Vi Racconto Perché La Festa Di San Valentino E’ In Febbraio E In Che Modo Poco Pucci Festeggiassero Gli Antichi Innamorati Romani

Il giorno di San Valentino, dolce e tenero, pullulante cuoricini, cioccolatini e pucci pucci tra innamorati, trae in realtà origine da una delle feste pagane più oscene e licenziose dell’antica romanità: i Lupercalia.

Pan Luperco (identificabile poi in Fauno) era il silvano dio della fertilità, delle messi e degli armenti, che proteggeva dagli assalti dei lupi.
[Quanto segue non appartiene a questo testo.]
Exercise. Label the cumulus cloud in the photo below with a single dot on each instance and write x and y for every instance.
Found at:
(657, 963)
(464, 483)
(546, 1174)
Febbraio era il “mensis februarius” (da “februo”, purificare), consacrato alla Dea Iunio Februata (Giunone Purificatrice), considerato allora l’ultimo mese dell’anno e dedicato appunto alla Purificazione delle cose e degli uomini.

I riti iniziavano alle calende del mese col rito della Februatio, processioni di fanciulle che giravano per Roma tenendo in mano purificanti candele accese (la futura Candelora).
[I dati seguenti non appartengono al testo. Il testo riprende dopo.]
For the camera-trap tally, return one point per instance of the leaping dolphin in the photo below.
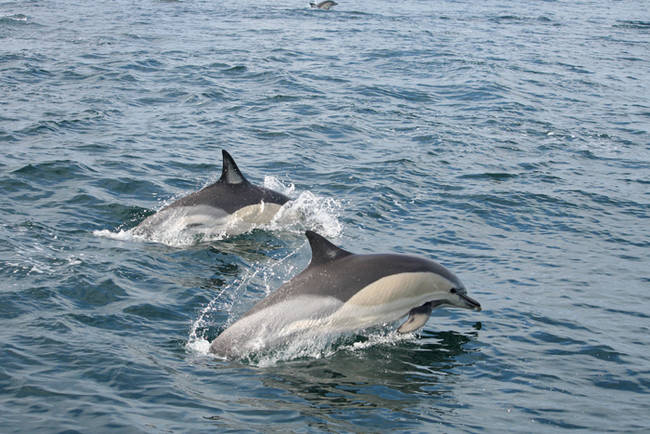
(231, 205)
(326, 5)
(342, 292)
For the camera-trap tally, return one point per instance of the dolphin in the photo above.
(342, 292)
(325, 5)
(231, 205)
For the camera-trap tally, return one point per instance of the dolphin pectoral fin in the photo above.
(418, 317)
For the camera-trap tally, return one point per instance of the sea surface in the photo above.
(509, 141)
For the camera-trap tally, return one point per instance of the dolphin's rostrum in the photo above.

Invece alle idi (metà mese) i sacerdoti di Luperco, detti Luperci, gestivano due giorni di cerimonie dedicate alla purificazione dei corpi per favorire la fecondità, ben descritte da Plutarco nelle Vite parallele (Vita di Cesare, cap. 61).

La sera del 14 febbraio, le donne di qualunque età che non avevano mai partorito scrivevano il loro nome su pezzetti di coccio che venivano messi in un grande orcio; la stessa cosa facevano gli uomini in un altro orcio (ed ecco probabilmente l’orgine storica dei bigliettini di San Valentino).
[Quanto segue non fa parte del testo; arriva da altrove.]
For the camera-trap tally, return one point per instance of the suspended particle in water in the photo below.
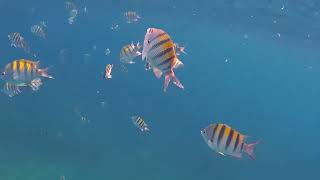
(107, 52)
(114, 26)
(59, 134)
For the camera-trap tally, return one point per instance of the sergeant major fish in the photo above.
(159, 51)
(18, 41)
(22, 73)
(140, 123)
(108, 71)
(227, 141)
(129, 52)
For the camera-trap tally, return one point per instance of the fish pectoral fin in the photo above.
(178, 64)
(11, 89)
(157, 73)
(35, 84)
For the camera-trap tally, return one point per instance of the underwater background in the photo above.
(253, 65)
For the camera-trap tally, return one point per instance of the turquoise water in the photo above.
(252, 65)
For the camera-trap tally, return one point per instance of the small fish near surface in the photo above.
(159, 51)
(18, 41)
(22, 73)
(140, 123)
(38, 30)
(129, 52)
(108, 71)
(227, 141)
(131, 16)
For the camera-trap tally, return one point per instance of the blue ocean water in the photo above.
(253, 65)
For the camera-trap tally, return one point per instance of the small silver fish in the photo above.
(129, 52)
(140, 123)
(131, 16)
(38, 30)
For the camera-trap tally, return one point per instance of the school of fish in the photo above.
(159, 54)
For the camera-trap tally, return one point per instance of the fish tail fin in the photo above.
(146, 129)
(176, 81)
(35, 84)
(44, 73)
(11, 90)
(249, 149)
(108, 76)
(178, 64)
(182, 49)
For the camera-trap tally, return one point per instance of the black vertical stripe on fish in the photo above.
(162, 34)
(159, 44)
(141, 122)
(166, 61)
(213, 133)
(241, 146)
(162, 53)
(130, 49)
(221, 134)
(236, 143)
(229, 138)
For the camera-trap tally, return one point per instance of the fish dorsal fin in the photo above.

Poi, in una sorta di lotteria, i nomi venivano estratti contemporaneamente a sorte formando delle coppie che il 15 febbraio, insieme alla popolazione tutta, si radunavano sul colle Palatino in una grotta chiamata Lupercale, dove la leggenda voleva che Romolo e Remo fossero stati allattati dalla Lupa.

I sacerdoti sacrificavano a Luperco delle capre e un cane, e consacravano Luperci due ragazzi patrizi segnandoli col sangue di capra sulla fronte e lavandoglielo poi con lana bianca bagnata di purificatore latte caprino.

Scuoiate le capre, ne tagliavano le pelli ancora calde e gocciolanti in strisce dette “februa” (purificatrici) o “amiculum Iunonis”, che i due ragazzi nudi si legavano ai fianchi a contatto dei genitali.

(Lupercalia, Domenico Beccafumi)

In realtà le februa erano fruste che i due novelli Luperci, correndo attorno al Palatino come forsennati, usavano per fustigare selvaggiamente chi capitava loro a tiro; soprattutto donne, che si offrivano volontariamente alle “februate”, considerate metodo sicuro per ottenere la fertilità.

Finita la corsa e le frustate, iniziavano ovunque feste, banchetti e libagioni ove le coppie che il caso aveva unito il giorno prima, erano da quel momento libere di congiungersi quando, dove e come gli pareva, sino alla gravidanza di lei.

Se avveniva, bene.

Se ci si piaceva, ci si sposava pure.

Sennò amici come prima e ci si riprovava il 14 febbraio dell’anno dopo.

I Lupercalia durarono sino al 496 dC, quando Papa Gelasio I li proibì, eleggendo il martire Valentino vescovo di Terni come santo protettore degli innamorati e stabilendone la festa proprio il 14 febbraio, e sostituendo definitivamente Luperco e la Dea Purificatrice Giunone con la ricorrenza, il 15, della Purificazione di Maria Vergine.